Silence stretches between us.
“I want you to keep a journal,” she says. “Write about what you want. And write about that day. Not to punish yourself, but to understand it. To stop letting it define you.”
I nod slowly.
As I stand to leave a few minutes later, my body feels strangely lighter and unbearably exposed at the same time.
Outside, the late afternoon sun warms my face. I pull my jacket tighter and start walking, Dr. Alvarez’s words echoing in my head.
Allow yourself to want.
Claire’s smile flashes through my mind again.
For the first time, instead of shoving the feeling down, I let it sit there.
Longing. Hope. Fear.
And the terrifying, fragile possibility that wanting something doesn’t make me evil.
It just makes me human.
Chapter 55
Claire
After Brandon left my life, I stopped rationing myself.
I started going to the Walker house every day after work.
Before, I had made rules. Limits. I told myself I was being respectful, that I didn’t want to confuse Lily or cross lines with Ethan. I told myself distance was maturity. But distance had always been easier when there was someone else to go home to. Someone waiting. Someone whose expectations gave me an excuse to leave.
Now there was only quiet waiting for me at my apartment, which, on a schoolteacher’s salary, I wouldn’t be able to afford for much longer anyway.
So instead, I drove past it.
Every afternoon, my car turned toward the familiar road without me thinking about it. I brought homework, worksheets and markers. Sometimes nothing at all except myself. Lily ran to the door every time like she hadn’t seen me in ages, and the way her arms wrapped around my waist made my heart full.
It felt right.
And that terrified me.
The day that broke me, started with a scarf.
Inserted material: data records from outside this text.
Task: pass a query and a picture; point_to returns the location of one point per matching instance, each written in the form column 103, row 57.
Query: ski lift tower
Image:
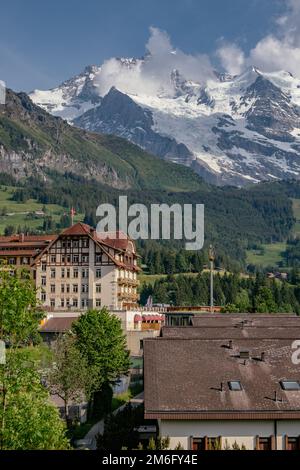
column 211, row 256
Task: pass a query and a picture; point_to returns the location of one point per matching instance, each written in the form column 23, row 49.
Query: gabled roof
column 184, row 370
column 78, row 229
column 58, row 324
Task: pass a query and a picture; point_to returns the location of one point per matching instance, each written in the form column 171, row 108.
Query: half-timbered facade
column 79, row 268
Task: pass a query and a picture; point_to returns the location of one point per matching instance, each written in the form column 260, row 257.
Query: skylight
column 290, row 384
column 235, row 385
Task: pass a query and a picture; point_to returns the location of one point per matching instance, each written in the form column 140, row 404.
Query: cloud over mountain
column 152, row 75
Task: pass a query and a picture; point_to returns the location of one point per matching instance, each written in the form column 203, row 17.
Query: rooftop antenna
column 211, row 256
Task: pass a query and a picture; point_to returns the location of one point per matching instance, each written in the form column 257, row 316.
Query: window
column 98, row 288
column 264, row 443
column 198, row 443
column 290, row 385
column 98, row 273
column 85, row 273
column 292, row 443
column 206, row 443
column 244, row 354
column 235, row 385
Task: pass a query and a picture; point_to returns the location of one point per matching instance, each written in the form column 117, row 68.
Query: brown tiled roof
column 204, row 332
column 183, row 379
column 57, row 325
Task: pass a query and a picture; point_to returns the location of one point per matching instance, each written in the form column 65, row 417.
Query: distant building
column 225, row 380
column 78, row 268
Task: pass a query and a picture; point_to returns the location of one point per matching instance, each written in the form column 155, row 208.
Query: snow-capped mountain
column 230, row 130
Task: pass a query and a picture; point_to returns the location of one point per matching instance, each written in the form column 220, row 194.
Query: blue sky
column 45, row 42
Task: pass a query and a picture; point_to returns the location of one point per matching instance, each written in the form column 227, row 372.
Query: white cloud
column 232, row 58
column 152, row 75
column 271, row 54
column 277, row 51
column 281, row 51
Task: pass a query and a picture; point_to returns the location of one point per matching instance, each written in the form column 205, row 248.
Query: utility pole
column 72, row 213
column 211, row 256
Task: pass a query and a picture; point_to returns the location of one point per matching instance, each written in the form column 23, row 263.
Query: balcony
column 128, row 282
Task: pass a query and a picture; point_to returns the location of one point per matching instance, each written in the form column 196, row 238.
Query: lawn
column 267, row 255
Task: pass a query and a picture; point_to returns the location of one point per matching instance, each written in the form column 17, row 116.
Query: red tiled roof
column 26, row 238
column 57, row 324
column 9, row 253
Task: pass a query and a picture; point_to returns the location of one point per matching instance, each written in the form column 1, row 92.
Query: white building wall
column 242, row 432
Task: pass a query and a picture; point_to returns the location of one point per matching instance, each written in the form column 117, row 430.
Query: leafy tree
column 9, row 230
column 19, row 312
column 27, row 419
column 70, row 377
column 120, row 429
column 264, row 301
column 160, row 443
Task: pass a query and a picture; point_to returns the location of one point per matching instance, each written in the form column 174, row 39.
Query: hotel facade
column 77, row 269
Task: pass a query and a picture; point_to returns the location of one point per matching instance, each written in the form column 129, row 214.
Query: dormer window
column 290, row 385
column 235, row 385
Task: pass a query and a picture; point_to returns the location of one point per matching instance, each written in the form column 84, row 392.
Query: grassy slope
column 16, row 212
column 271, row 254
column 22, row 122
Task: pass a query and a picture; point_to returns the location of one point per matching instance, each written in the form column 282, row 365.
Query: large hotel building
column 77, row 269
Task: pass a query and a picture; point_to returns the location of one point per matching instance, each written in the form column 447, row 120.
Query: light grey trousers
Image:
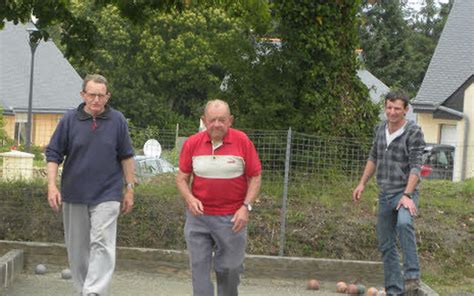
column 206, row 235
column 90, row 234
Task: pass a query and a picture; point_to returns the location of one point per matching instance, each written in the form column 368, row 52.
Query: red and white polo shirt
column 220, row 173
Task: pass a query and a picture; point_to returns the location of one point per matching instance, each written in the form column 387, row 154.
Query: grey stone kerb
column 11, row 264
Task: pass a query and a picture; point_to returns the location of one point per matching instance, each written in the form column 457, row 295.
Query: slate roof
column 452, row 63
column 56, row 84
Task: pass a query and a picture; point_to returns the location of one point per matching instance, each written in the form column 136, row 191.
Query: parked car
column 438, row 162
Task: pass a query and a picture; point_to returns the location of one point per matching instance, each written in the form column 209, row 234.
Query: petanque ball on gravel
column 341, row 287
column 312, row 284
column 372, row 292
column 352, row 289
column 40, row 269
column 66, row 274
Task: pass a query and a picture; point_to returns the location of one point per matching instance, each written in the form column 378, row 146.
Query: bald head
column 216, row 104
column 217, row 119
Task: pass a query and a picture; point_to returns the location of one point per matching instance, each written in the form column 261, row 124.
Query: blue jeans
column 390, row 223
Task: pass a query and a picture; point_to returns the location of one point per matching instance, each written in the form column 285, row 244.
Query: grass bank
column 321, row 221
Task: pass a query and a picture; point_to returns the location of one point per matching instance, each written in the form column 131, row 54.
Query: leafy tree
column 318, row 50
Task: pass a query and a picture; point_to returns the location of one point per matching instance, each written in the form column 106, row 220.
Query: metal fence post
column 285, row 194
column 176, row 136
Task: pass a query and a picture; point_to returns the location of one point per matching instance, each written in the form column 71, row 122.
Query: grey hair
column 216, row 102
column 96, row 78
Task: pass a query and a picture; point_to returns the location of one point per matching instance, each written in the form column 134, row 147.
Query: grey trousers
column 90, row 234
column 210, row 240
I was running late for work, digging through my closet for something warmer, when my fingers closed around soft wool I didn’t remember buying. Pale blue. Frayed at one end. I pulled it free and immediately knew.
Jenny.
She had left it at my place years ago. One of those careless, intimate habits of best friends who never imagined an ending. I could see her clearly perched on my bed, legs crossed, talking too fast about something that mattered only to her. Laughing when I told her she’d forget it.
“Just give it back next time,” she’d said. “I’m basically here all the time anyway.”
The thought formed before I had time to think.